Lydia - Over the past few years in particular there has been a movement towards using games as a vehicle for telling semi-interactive stories as opposed to using more traditional forms of media. The power of doing this can be a stronger connection to the game’s protagonist, which then can enhance the experience and make the message more powerful. Lydia, in its admittedly brief runtime, tells a real-life story involving a little girl, her party-hard parents, and the fantasy world she tries to escape to in order to insulate her from the awful situations she finds herself in. The strengths of the game are its unusual hand-drawn art and the challenging arc of the story, while the weakness is what constitutes “gameplay” and perhaps the heavily-repeated baby sounds that are used for dialogue.
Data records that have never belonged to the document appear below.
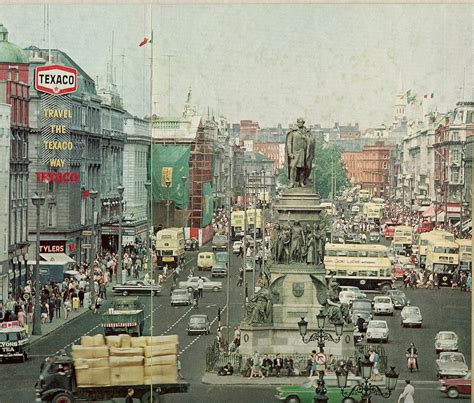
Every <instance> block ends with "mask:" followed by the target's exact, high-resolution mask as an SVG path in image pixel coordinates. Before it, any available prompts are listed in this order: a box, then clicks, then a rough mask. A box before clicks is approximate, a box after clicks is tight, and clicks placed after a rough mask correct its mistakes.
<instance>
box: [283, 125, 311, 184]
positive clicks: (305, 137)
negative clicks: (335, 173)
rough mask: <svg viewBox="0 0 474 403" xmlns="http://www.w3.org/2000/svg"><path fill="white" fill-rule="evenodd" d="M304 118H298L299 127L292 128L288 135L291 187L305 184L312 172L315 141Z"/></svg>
mask: <svg viewBox="0 0 474 403" xmlns="http://www.w3.org/2000/svg"><path fill="white" fill-rule="evenodd" d="M304 123H305V122H304V119H303V118H299V119H298V120H297V125H298V128H297V129H292V130H290V131H289V132H288V133H287V135H286V150H285V154H286V162H287V165H288V179H289V180H290V183H289V187H290V188H293V187H295V186H299V187H303V186H305V181H306V179H307V178H308V177H309V175H310V173H311V166H312V160H311V161H310V160H309V158H310V157H311V155H312V156H313V157H314V142H312V141H311V140H310V139H311V134H310V133H309V130H308V129H307V128H306V127H305V126H304Z"/></svg>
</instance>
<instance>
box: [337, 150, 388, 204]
mask: <svg viewBox="0 0 474 403" xmlns="http://www.w3.org/2000/svg"><path fill="white" fill-rule="evenodd" d="M394 148H395V147H394V146H392V145H386V144H385V143H384V142H383V141H377V142H375V144H373V145H366V146H364V147H363V148H362V151H361V152H343V153H342V154H341V157H342V160H343V162H344V166H345V168H346V171H347V176H348V179H349V180H350V181H351V182H352V183H353V184H354V185H360V186H361V188H362V189H367V190H369V191H370V192H371V194H372V195H373V196H378V197H380V196H382V195H384V194H385V192H386V187H387V186H388V184H389V182H388V178H389V169H390V166H389V156H390V152H391V151H392V150H394Z"/></svg>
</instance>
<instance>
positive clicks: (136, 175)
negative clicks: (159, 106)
mask: <svg viewBox="0 0 474 403" xmlns="http://www.w3.org/2000/svg"><path fill="white" fill-rule="evenodd" d="M124 131H125V134H126V135H127V141H126V142H125V146H124V150H123V186H124V188H125V191H124V193H123V196H124V201H125V205H126V210H125V215H124V224H123V225H124V236H123V244H124V245H126V244H127V243H129V242H135V238H137V237H138V238H140V239H142V240H143V241H144V240H145V237H146V228H147V208H146V206H147V190H146V188H145V183H146V182H147V180H148V163H149V160H150V144H151V132H150V122H149V121H148V120H144V119H140V118H139V117H137V116H132V115H131V114H129V113H126V114H125V119H124Z"/></svg>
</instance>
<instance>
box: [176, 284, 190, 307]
mask: <svg viewBox="0 0 474 403" xmlns="http://www.w3.org/2000/svg"><path fill="white" fill-rule="evenodd" d="M192 301H193V296H192V294H191V293H190V292H189V290H188V289H187V288H175V289H174V290H173V291H171V306H176V305H191V303H192Z"/></svg>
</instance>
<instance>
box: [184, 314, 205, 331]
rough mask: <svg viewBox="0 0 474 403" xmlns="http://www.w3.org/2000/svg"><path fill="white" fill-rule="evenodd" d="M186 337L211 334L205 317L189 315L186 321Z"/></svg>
mask: <svg viewBox="0 0 474 403" xmlns="http://www.w3.org/2000/svg"><path fill="white" fill-rule="evenodd" d="M187 331H188V335H191V334H209V333H211V322H209V317H208V316H207V315H191V316H190V317H189V321H188V328H187Z"/></svg>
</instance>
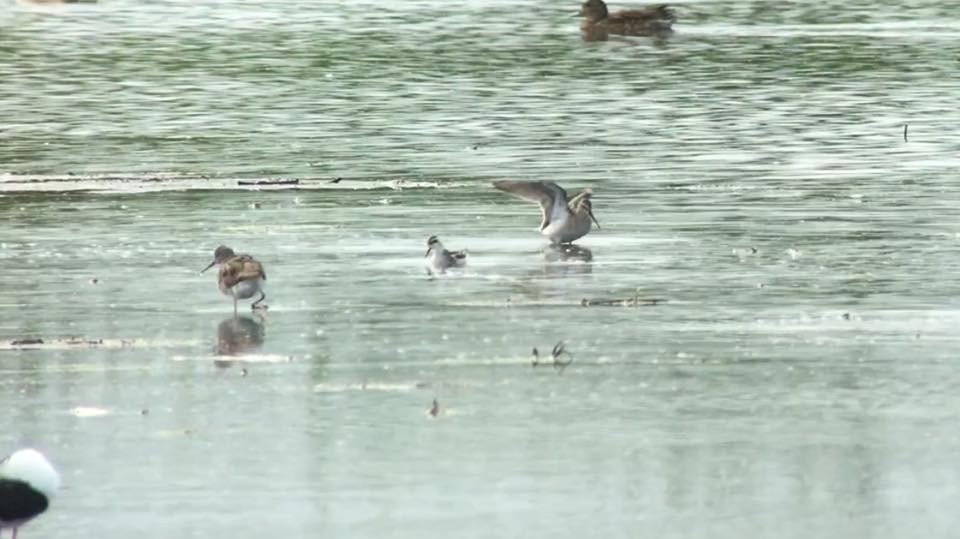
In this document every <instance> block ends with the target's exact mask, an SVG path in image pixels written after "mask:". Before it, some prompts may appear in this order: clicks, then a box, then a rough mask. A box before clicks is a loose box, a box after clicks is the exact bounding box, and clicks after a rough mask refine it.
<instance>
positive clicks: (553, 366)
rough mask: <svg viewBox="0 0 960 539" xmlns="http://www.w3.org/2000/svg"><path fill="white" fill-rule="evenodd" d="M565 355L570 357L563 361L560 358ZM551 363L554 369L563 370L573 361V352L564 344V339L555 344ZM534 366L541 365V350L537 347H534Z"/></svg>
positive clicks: (571, 362)
mask: <svg viewBox="0 0 960 539" xmlns="http://www.w3.org/2000/svg"><path fill="white" fill-rule="evenodd" d="M564 355H566V356H569V357H570V359H568V360H567V361H561V360H560V358H561V357H563V356H564ZM550 359H551V360H552V361H551V363H550V364H551V365H552V366H553V368H554V369H558V370H559V372H561V373H562V372H563V369H565V368H567V366H568V365H570V364H571V363H573V354H572V353H570V352H569V351H568V350H567V349H566V347H565V346H564V344H563V341H560V342H558V343H557V344H555V345H553V350H552V351H551V352H550ZM530 365H531V366H532V367H537V366H539V365H540V352H539V351H537V348H536V347H534V348H533V360H532V361H531V362H530Z"/></svg>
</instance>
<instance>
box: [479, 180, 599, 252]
mask: <svg viewBox="0 0 960 539" xmlns="http://www.w3.org/2000/svg"><path fill="white" fill-rule="evenodd" d="M493 186H494V187H496V188H497V189H499V190H501V191H506V192H508V193H510V194H511V195H514V196H517V197H520V198H522V199H524V200H529V201H531V202H536V203H538V204H540V211H541V212H542V214H543V220H542V221H541V222H540V233H541V234H543V235H544V236H546V237H548V238H550V242H551V243H553V244H564V243H570V242H572V241H575V240H577V239H580V238H582V237H583V236H586V235H587V232H590V226H591V224H590V221H591V220H593V222H594V223H597V229H598V230H599V229H600V223H599V222H598V221H597V218H596V217H594V216H593V205H592V204H591V203H590V197H591V196H593V191H592V190H591V189H589V188H587V189H585V190H584V191H583V192H582V193H580V194H579V195H577V196H575V197H573V198H571V199H569V200H568V199H567V192H566V191H564V190H563V188H562V187H560V186H559V185H557V184H555V183H553V182H528V181H517V180H502V181H499V182H493Z"/></svg>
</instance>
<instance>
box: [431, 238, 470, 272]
mask: <svg viewBox="0 0 960 539" xmlns="http://www.w3.org/2000/svg"><path fill="white" fill-rule="evenodd" d="M424 257H426V259H427V261H426V262H427V272H428V273H431V274H441V273H446V271H447V270H448V269H450V268H462V267H464V266H466V265H467V252H466V251H448V250H446V249H444V248H443V244H442V243H440V239H439V238H437V237H436V236H430V237H429V238H428V239H427V254H425V255H424Z"/></svg>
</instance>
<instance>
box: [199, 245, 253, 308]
mask: <svg viewBox="0 0 960 539" xmlns="http://www.w3.org/2000/svg"><path fill="white" fill-rule="evenodd" d="M214 265H219V266H220V273H219V275H218V276H217V284H219V286H220V291H221V292H223V293H224V294H225V295H227V296H230V297H232V298H233V315H234V316H236V315H237V300H241V299H250V298H252V297H253V296H254V295H255V294H257V293H259V294H260V299H258V300H257V301H254V302H253V305H251V306H250V308H251V309H266V308H267V306H266V305H261V302H263V300H265V299H267V295H266V294H265V293H264V292H263V288H264V286H266V281H267V274H266V273H265V272H264V271H263V265H262V264H260V263H259V262H257V261H256V260H254V258H253V257H252V256H250V255H238V254H236V253H234V252H233V249H231V248H229V247H226V246H224V245H221V246H220V247H217V250H216V251H214V252H213V262H211V263H210V265H208V266H207V267H205V268H203V269H202V270H200V273H203V272H205V271H207V270H208V269H210V268H212V267H213V266H214Z"/></svg>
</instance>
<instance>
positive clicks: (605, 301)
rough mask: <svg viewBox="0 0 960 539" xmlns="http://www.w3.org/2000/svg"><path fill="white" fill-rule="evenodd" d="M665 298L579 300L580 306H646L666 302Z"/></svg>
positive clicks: (605, 306)
mask: <svg viewBox="0 0 960 539" xmlns="http://www.w3.org/2000/svg"><path fill="white" fill-rule="evenodd" d="M666 302H667V300H666V299H663V298H641V297H633V298H627V299H604V298H597V299H590V298H583V299H582V300H580V306H581V307H641V306H644V307H647V306H651V305H659V304H661V303H666Z"/></svg>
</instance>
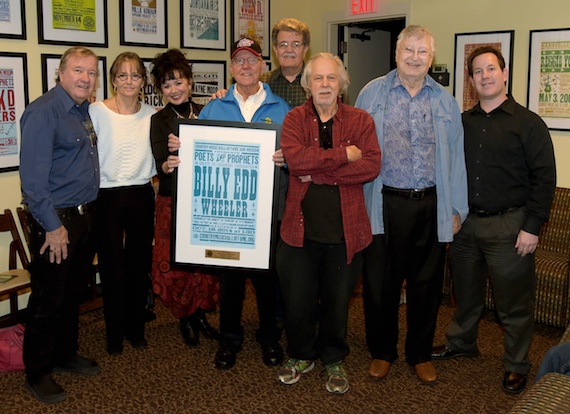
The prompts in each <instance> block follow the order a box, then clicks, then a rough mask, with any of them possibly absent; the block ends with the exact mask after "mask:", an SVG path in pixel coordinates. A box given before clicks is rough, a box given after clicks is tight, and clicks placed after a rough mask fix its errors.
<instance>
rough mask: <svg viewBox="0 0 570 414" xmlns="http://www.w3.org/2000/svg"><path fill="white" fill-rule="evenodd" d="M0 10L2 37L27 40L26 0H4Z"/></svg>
mask: <svg viewBox="0 0 570 414" xmlns="http://www.w3.org/2000/svg"><path fill="white" fill-rule="evenodd" d="M2 3H4V7H3V9H2V10H1V11H0V38H3V39H21V40H26V7H25V5H24V0H19V1H18V0H14V1H4V2H2Z"/></svg>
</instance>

However, if you’re down for putting yourself in the shoes of a child in challenging circumstances you may find it enlightening.

Red Bow - With a visual pixel art style that does have a creep factor but has elements reminiscent of the developer’s previous release, My Big Sister, I found it hard not to have a bit of deja vu playing this title. Unfortunately, another thing it has in common is the very rote path you’ll move through the game in, exploring and solving puzzles without much interest or challenge while simply advancing the story. I suppose if you like the base art and are intrigued by the creepy base nature of the folklore-driven story it could satisfy but as an adventure it’s quite shallow.